The proposal also included accepting a RM140.03 million contract from DMIA for the upgrade works and maintenance of Keretapi Tanah Melayu Bhd station and facilities as part of the Klang Valley Electrification Double Tracking Phase 2 project. The project was to be executed through the group’s wholly-owned subsidiary, Richfield Construction (M) Sdn Bhd. In addition, the group proposed to diversify its business to include the construction sector.

Scomi Energy’s previous regularisation plan also suffered setbacks due to its consolidated shareholders’ equity falling below 50% of issued capital since the group entered PN17 status in January 2020, necessitating the submission of a regularisation plan.

A memorandum of understanding signed with Duta Marine Sdn Bhd in August 2023 was terminated in January this year after a definitive agreement was not signed within the exclusivity period. The agreement included two options: Duta Marine could sell the assets to Scomi Energy in exchange for shares or cash, or explore other mutually agreed transactions.
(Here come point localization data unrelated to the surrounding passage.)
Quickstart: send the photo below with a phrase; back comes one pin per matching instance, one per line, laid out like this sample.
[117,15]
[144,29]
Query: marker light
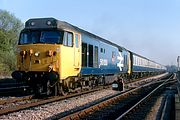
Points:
[50,53]
[36,54]
[31,52]
[49,23]
[32,23]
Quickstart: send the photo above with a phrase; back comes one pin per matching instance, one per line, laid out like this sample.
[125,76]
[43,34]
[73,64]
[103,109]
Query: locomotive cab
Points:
[47,54]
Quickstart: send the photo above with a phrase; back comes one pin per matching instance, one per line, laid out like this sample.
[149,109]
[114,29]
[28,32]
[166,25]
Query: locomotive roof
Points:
[41,23]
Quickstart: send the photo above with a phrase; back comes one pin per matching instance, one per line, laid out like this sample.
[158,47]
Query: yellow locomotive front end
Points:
[47,55]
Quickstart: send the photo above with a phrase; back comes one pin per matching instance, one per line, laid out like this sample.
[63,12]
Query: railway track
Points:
[120,106]
[37,102]
[10,87]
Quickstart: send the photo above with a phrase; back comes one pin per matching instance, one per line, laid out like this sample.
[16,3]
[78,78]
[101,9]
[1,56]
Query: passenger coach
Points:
[55,57]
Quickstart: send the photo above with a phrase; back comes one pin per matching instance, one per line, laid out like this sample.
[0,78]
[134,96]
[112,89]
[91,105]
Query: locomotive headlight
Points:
[32,23]
[37,54]
[48,22]
[49,53]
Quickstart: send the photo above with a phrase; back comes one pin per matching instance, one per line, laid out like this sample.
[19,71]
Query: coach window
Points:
[84,55]
[77,40]
[90,64]
[101,50]
[70,39]
[96,57]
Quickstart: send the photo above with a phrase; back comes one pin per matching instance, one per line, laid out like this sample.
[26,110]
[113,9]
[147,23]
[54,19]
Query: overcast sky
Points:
[150,28]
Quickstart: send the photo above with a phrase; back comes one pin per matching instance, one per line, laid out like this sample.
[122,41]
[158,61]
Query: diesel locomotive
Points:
[55,57]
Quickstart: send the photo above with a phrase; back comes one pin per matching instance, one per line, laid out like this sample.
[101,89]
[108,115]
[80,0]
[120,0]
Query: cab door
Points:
[77,51]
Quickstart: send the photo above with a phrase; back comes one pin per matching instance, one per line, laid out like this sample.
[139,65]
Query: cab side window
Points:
[77,40]
[68,39]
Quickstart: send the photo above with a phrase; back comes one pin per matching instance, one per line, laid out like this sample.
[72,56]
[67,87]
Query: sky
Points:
[150,28]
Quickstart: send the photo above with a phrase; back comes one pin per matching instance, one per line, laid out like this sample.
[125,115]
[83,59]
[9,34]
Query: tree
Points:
[10,27]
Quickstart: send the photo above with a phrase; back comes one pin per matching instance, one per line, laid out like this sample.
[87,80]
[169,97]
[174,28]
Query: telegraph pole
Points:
[178,58]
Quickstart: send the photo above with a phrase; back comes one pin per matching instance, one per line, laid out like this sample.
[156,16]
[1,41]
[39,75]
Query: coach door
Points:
[77,51]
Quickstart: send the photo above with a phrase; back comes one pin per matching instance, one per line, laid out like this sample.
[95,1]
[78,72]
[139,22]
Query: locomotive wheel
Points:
[52,90]
[64,89]
[49,90]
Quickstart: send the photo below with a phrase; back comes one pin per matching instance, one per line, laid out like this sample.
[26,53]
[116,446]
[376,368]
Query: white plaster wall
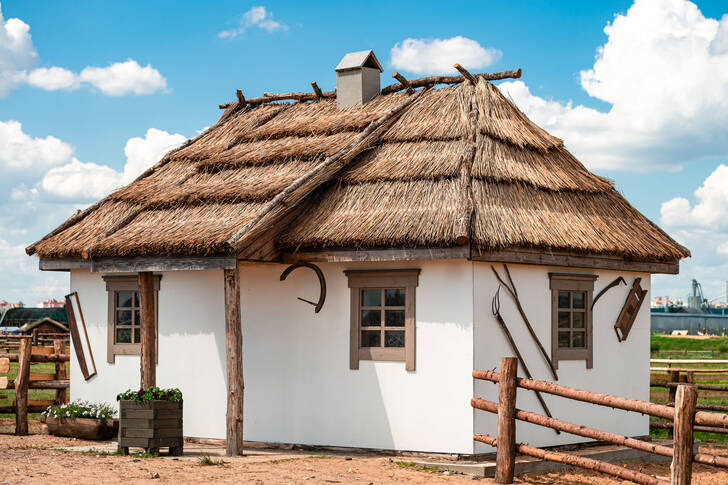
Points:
[298,385]
[621,369]
[191,346]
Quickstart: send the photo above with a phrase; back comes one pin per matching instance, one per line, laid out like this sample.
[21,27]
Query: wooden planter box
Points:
[150,425]
[82,428]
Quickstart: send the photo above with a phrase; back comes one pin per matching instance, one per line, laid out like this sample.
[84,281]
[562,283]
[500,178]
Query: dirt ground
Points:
[37,459]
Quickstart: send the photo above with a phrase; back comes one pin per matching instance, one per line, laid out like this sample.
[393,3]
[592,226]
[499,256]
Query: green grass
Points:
[719,347]
[207,461]
[33,394]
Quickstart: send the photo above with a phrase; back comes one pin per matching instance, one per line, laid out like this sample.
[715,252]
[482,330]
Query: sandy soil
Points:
[35,459]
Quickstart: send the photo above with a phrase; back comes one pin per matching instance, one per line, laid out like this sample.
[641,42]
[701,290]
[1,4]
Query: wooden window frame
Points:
[387,278]
[572,282]
[115,284]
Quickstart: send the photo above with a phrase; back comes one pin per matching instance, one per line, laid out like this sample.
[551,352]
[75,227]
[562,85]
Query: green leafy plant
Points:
[81,409]
[207,461]
[152,393]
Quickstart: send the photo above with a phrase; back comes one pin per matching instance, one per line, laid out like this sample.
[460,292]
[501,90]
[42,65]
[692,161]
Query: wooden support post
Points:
[21,386]
[682,458]
[234,352]
[148,331]
[505,461]
[59,347]
[672,376]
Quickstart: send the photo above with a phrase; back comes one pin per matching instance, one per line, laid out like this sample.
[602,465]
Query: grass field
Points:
[663,347]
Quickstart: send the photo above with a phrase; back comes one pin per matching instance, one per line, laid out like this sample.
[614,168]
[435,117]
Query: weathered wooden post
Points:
[682,456]
[147,331]
[505,461]
[234,353]
[21,386]
[59,348]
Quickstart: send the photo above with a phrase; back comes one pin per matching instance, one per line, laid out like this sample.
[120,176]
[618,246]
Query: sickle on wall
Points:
[322,282]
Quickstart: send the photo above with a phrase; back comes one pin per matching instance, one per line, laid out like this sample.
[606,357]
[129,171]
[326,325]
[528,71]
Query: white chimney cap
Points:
[356,60]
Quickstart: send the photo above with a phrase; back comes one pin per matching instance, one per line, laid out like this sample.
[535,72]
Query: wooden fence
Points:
[25,379]
[683,415]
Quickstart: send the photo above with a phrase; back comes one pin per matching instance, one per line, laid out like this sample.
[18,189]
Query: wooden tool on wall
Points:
[75,329]
[631,307]
[322,283]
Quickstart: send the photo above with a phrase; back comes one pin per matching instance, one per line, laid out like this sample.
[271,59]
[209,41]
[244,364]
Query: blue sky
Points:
[97,76]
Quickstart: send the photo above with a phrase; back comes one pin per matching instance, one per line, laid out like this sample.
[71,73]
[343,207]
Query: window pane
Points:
[564,320]
[123,317]
[371,318]
[371,338]
[371,297]
[394,338]
[394,297]
[394,318]
[123,335]
[123,299]
[563,339]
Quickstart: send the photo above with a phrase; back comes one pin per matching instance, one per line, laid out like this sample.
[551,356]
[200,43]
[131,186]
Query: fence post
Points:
[21,386]
[59,348]
[682,455]
[505,461]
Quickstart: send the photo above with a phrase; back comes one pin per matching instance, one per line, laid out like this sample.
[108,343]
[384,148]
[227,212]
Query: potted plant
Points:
[150,418]
[82,419]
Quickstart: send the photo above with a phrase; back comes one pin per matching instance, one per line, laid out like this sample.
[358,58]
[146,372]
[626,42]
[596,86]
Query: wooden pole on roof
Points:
[234,358]
[466,74]
[404,82]
[147,331]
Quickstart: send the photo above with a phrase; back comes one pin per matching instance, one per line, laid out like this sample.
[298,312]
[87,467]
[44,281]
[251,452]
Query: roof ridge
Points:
[289,197]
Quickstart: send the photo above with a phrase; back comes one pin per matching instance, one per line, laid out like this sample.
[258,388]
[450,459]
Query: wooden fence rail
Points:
[684,417]
[25,379]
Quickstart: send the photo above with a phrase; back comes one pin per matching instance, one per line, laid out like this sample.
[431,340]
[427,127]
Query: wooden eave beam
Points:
[571,260]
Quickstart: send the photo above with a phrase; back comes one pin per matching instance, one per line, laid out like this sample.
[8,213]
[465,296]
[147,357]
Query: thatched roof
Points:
[398,171]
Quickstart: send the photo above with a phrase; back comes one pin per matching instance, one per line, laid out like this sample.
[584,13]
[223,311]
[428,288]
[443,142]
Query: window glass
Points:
[371,318]
[371,338]
[371,297]
[394,297]
[394,338]
[394,318]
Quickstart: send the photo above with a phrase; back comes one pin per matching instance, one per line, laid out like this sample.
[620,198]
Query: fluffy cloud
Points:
[18,57]
[664,70]
[710,209]
[122,78]
[437,56]
[17,53]
[255,17]
[25,156]
[142,153]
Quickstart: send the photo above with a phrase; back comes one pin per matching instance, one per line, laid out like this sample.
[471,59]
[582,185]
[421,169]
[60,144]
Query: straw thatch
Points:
[407,183]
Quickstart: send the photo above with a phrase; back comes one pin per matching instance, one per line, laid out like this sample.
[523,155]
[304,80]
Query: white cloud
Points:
[122,78]
[255,17]
[25,155]
[53,78]
[710,210]
[18,56]
[80,181]
[437,56]
[664,70]
[17,53]
[142,153]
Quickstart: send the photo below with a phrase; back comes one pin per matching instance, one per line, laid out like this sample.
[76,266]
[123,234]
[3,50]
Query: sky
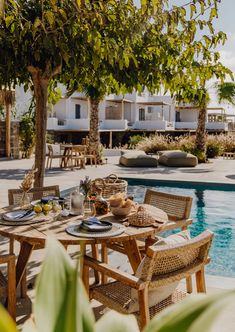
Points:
[225,23]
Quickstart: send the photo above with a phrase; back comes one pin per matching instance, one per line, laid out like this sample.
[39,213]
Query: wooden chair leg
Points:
[11,296]
[189,285]
[104,258]
[23,285]
[200,281]
[144,308]
[95,254]
[85,278]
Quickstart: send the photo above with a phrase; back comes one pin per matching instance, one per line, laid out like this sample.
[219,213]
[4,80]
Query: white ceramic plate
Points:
[19,215]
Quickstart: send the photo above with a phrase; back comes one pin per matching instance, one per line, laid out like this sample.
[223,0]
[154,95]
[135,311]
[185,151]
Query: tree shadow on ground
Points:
[230,176]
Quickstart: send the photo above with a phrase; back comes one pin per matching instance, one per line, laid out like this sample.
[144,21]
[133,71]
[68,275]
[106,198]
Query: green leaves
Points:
[191,315]
[61,304]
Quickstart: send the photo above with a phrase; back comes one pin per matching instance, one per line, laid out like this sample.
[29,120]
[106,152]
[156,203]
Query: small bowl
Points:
[120,211]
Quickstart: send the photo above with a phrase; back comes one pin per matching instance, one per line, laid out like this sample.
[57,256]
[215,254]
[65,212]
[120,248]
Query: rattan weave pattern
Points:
[177,207]
[115,295]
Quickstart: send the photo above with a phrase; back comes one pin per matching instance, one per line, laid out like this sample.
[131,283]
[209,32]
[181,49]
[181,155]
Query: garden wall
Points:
[14,139]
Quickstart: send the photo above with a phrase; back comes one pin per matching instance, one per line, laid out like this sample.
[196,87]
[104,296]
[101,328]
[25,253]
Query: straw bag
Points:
[109,186]
[143,218]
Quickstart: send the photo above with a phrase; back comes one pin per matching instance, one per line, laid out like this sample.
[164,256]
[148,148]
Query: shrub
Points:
[134,140]
[158,142]
[187,143]
[214,147]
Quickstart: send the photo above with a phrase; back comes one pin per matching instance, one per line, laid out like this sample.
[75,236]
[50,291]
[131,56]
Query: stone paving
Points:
[217,171]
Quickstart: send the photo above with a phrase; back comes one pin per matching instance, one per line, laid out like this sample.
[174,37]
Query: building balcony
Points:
[68,124]
[113,124]
[209,125]
[153,125]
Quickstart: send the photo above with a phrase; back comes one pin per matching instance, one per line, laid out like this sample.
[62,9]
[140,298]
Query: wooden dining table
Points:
[36,234]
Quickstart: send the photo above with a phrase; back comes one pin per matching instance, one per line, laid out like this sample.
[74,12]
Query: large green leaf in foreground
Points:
[196,313]
[61,304]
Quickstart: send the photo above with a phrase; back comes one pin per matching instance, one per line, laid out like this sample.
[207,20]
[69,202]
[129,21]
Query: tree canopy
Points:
[108,46]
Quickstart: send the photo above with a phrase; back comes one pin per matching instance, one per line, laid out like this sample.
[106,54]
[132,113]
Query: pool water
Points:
[213,208]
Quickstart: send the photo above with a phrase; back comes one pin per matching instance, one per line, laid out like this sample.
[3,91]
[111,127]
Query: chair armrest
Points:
[114,273]
[7,258]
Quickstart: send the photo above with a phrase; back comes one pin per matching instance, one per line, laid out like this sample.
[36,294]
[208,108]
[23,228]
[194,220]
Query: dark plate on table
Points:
[95,225]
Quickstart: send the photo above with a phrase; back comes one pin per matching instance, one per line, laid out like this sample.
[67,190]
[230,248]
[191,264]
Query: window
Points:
[141,114]
[77,111]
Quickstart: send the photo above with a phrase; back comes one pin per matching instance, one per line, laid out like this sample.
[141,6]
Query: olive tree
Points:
[153,46]
[34,43]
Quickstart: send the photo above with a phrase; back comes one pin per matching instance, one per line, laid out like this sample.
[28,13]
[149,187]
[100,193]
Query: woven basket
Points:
[109,186]
[141,218]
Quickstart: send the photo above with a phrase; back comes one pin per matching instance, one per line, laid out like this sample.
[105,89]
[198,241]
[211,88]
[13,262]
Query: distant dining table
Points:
[72,153]
[36,233]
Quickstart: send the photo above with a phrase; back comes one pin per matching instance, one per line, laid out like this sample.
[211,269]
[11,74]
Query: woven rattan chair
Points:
[77,156]
[52,154]
[177,207]
[15,197]
[8,284]
[162,265]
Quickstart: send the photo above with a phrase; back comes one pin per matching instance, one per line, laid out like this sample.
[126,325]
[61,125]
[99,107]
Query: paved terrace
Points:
[217,171]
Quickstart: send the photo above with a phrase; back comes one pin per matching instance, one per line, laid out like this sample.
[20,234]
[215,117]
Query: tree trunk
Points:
[41,92]
[8,130]
[201,134]
[94,135]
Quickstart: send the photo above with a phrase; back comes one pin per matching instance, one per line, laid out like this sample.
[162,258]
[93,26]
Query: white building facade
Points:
[136,111]
[131,111]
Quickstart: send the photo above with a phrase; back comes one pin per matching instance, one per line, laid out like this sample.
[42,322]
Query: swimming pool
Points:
[213,208]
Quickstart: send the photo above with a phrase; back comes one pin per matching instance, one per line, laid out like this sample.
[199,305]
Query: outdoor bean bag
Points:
[178,159]
[138,159]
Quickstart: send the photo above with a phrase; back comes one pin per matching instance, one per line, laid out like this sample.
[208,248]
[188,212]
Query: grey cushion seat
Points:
[138,159]
[178,159]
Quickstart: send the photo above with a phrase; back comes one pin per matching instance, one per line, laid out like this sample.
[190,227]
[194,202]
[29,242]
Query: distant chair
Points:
[91,155]
[77,156]
[54,152]
[8,284]
[15,195]
[160,271]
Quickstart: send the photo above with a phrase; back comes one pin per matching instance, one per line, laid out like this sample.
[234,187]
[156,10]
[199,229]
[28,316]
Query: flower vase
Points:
[25,200]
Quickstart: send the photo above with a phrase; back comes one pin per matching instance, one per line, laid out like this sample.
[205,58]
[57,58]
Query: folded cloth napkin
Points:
[95,225]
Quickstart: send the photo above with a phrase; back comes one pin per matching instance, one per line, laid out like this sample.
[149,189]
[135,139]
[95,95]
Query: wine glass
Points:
[88,209]
[56,209]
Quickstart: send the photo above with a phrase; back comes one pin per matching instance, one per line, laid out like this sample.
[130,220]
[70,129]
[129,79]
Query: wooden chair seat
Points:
[161,266]
[115,295]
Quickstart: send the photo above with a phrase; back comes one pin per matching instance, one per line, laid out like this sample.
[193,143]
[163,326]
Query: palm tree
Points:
[226,92]
[7,99]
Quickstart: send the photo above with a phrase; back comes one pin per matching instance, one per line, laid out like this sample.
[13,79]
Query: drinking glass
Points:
[56,209]
[88,209]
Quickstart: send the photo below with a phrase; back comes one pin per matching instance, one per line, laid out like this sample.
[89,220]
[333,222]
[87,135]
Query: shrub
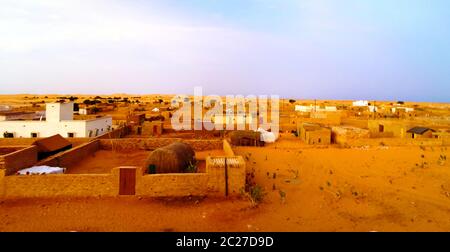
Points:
[255,194]
[192,167]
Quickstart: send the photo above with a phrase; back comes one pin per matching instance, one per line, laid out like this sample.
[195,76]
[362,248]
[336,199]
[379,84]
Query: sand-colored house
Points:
[420,132]
[58,120]
[154,128]
[314,134]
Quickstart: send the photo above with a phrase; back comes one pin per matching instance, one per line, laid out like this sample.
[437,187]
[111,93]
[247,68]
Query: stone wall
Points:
[30,141]
[217,178]
[117,133]
[56,185]
[72,156]
[129,144]
[20,159]
[227,148]
[173,185]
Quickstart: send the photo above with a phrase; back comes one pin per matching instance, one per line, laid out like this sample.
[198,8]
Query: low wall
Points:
[117,133]
[20,159]
[219,179]
[30,141]
[72,156]
[129,144]
[57,185]
[397,142]
[227,149]
[173,185]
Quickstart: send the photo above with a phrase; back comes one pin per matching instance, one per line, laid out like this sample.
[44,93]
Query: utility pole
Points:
[374,110]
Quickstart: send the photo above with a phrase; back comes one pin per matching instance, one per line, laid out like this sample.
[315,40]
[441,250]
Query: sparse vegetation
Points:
[192,167]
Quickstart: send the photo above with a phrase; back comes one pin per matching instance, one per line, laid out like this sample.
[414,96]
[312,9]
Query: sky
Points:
[304,49]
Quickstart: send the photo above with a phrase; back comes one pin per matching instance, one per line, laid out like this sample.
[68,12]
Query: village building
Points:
[51,145]
[18,115]
[58,120]
[420,132]
[360,103]
[154,128]
[314,134]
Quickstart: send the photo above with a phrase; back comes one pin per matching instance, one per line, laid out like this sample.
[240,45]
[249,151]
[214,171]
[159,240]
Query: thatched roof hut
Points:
[173,158]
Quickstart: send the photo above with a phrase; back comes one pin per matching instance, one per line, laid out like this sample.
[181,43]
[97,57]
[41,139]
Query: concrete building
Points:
[421,132]
[59,120]
[314,134]
[360,103]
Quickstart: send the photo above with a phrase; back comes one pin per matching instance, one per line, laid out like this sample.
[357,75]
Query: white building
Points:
[311,108]
[59,120]
[406,109]
[360,103]
[373,108]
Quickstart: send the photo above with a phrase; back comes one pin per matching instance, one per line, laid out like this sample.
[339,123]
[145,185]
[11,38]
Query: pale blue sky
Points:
[324,49]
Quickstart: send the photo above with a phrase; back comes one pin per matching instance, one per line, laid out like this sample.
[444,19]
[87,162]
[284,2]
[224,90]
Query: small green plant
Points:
[192,167]
[255,194]
[152,169]
[282,196]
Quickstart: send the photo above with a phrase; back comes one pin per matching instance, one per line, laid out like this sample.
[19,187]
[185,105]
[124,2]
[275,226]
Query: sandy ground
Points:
[308,189]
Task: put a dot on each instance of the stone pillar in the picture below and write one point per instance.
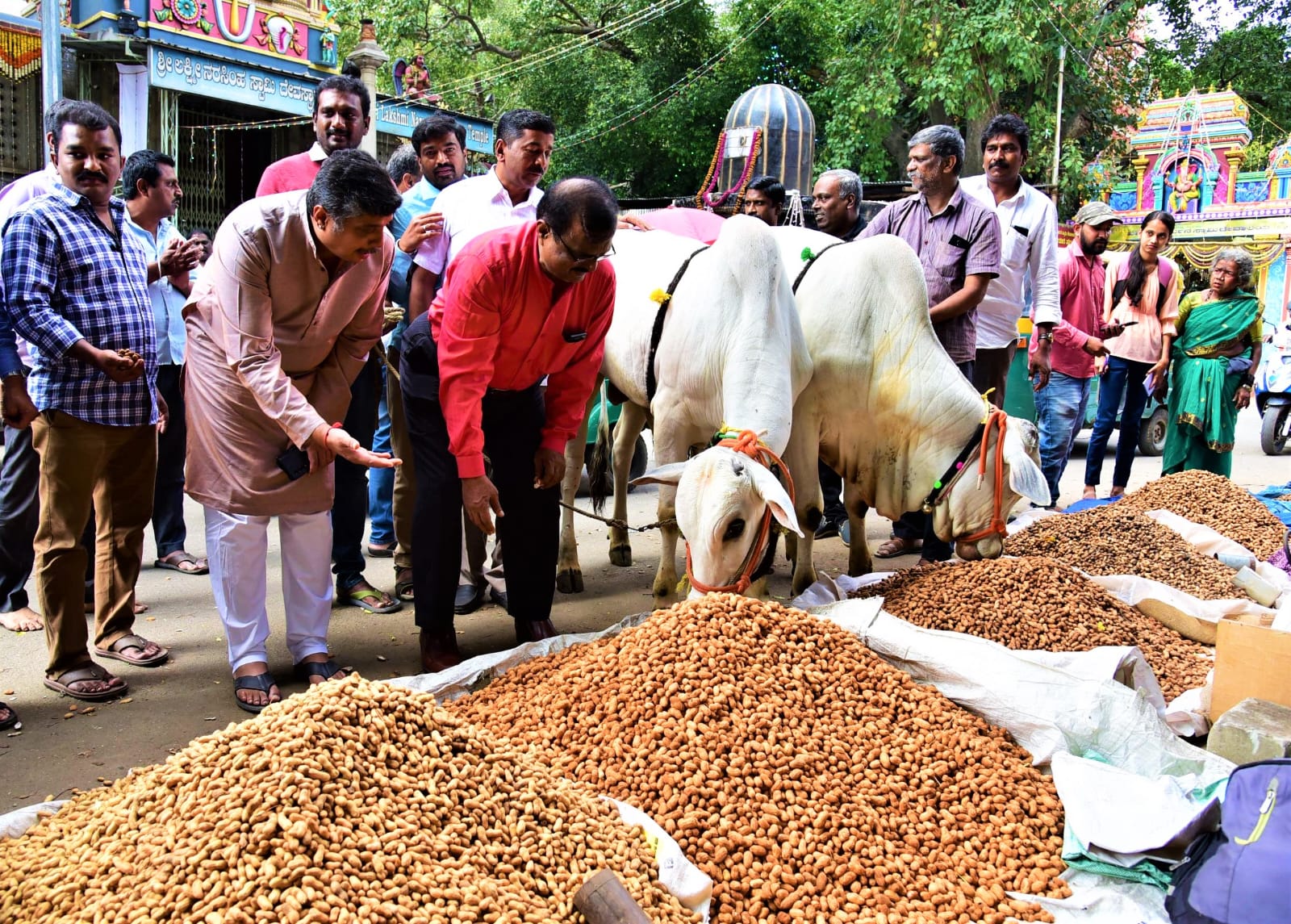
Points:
(1235, 157)
(1140, 170)
(368, 57)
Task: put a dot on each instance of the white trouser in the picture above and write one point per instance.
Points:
(238, 547)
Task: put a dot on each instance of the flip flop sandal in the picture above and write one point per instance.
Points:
(178, 560)
(65, 680)
(320, 669)
(895, 547)
(403, 585)
(126, 642)
(253, 682)
(12, 721)
(370, 600)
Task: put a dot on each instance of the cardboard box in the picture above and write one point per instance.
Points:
(1252, 659)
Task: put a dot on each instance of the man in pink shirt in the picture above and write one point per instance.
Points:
(341, 118)
(1077, 340)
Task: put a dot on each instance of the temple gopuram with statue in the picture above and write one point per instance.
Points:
(1188, 157)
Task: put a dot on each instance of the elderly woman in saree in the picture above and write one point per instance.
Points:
(1213, 357)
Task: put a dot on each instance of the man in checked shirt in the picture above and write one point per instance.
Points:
(77, 293)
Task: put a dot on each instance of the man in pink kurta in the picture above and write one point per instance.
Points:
(279, 325)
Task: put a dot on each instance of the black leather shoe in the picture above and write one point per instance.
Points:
(439, 650)
(535, 631)
(469, 599)
(826, 529)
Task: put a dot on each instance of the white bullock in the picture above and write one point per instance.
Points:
(888, 408)
(733, 353)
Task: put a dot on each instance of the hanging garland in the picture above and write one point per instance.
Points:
(705, 198)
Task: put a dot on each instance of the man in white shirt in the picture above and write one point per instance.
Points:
(152, 191)
(507, 195)
(1028, 245)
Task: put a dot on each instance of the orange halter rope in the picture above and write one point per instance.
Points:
(998, 420)
(748, 444)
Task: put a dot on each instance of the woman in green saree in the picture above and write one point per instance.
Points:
(1213, 359)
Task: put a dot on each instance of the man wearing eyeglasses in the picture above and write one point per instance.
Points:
(520, 303)
(507, 195)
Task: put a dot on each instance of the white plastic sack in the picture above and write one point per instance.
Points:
(1099, 898)
(1166, 821)
(687, 882)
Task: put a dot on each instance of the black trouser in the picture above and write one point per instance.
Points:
(172, 445)
(350, 502)
(19, 514)
(832, 489)
(918, 525)
(529, 527)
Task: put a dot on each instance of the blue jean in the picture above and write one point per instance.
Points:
(1123, 377)
(381, 483)
(1059, 415)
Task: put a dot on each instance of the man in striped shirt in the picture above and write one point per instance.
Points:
(77, 291)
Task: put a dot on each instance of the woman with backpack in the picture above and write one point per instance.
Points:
(1142, 293)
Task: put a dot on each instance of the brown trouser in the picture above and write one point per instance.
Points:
(406, 476)
(113, 471)
(991, 370)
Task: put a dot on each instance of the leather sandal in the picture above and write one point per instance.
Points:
(92, 671)
(255, 682)
(320, 669)
(119, 648)
(897, 546)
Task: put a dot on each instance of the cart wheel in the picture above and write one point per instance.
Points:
(1152, 434)
(1273, 430)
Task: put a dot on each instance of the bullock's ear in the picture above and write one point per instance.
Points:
(1024, 476)
(665, 474)
(775, 495)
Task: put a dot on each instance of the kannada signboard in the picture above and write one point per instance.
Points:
(189, 73)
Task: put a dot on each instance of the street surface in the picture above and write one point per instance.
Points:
(193, 695)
Previously, Scomi Energy’s reverse takeover plan, announced in October 2022, aimed at listing concessionaire PJD Link (M) Sdn Bhd on Bursa Malaysia through a reverse takeover of Scomi Energy, was terminated on 17 July 2023 without further elaboration. The termination came following the Selangor state government’s announcement to abandon the controversial Petaling Jaya Dispersal (PJD) Link project by PJD Link (M) ahead of the August 2023 state elections.

Scomi Energy posted a net loss of RM1.08 million for the nine months ended March 31, 2024, compared with a net profit of RM26.55 million in the same period last year.

The group’s accumulated losses stood at RM473.38 million as at end-March.